Immune checkpoint inhibitors can cause immune-related toxicity in various systems, and
myocarditis is the most serious life-threatening toxicity. This report introduces diagnosis and treatment of two cases which developed
myocarditis after receiving
PD-1 inhibitors therapy. The first case was a 77-year-old male with
chordoma, who was treated by third-line
sintilimab combined with
anlotinib, and presented with symptoms of chest tightness,
shortness of breath and upper
eyelid ptosis three weeks later. He was diagnosed as
immune-checkpoint-inhibitors-related
myocarditis and
myositis-
myasthenia-gravis overlap syndrome based on his clinical symptoms, serum
biomarkers, electrocardiogram, echocardiogram, and characteristic findings on cardiac
18F-FDG PET-MRI.
Methylprednisolone was given 480 mg/d initially and was gradually reduced to 40 mg/d in 4 weeks, with the myocardial injury
biomarkers declined in the same time. The second case was a 69-year-old female with advanced
non-small cell lung cancer, who was treated by
pemetrexed combined with
bevacizumab and
camrelizumab, and presented with palpitations 20 days later. She was diagnosed as
immune-checkpoint-inhibitors-related
myocarditis based on her clinical symptoms, serum
biomarkers, electrocardiogram and echocardiogram.

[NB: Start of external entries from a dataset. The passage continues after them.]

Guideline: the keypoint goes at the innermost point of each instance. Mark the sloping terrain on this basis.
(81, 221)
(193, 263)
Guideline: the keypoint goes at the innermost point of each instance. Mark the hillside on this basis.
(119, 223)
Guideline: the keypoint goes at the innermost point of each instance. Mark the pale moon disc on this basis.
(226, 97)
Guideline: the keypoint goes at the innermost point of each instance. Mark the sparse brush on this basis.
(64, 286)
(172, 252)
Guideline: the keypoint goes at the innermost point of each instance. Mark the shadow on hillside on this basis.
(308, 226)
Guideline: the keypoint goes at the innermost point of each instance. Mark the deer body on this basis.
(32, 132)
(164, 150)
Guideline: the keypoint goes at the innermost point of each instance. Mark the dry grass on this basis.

Methylprednisolone was given 240 mg/d initially and was gradually reduced to 40 mg/d with good response of myocardial injury
biomarkers decline. However, the patient developed fatal
myasthenia gravis afterwards, with little response to all treatments. These two cases revealed that, early detection and timely intervention, including discontinuation of
immune checkpoint inhibitors and initiation of adequate
steroid therapy, can reduce morbidity and mortality and improve prognosis.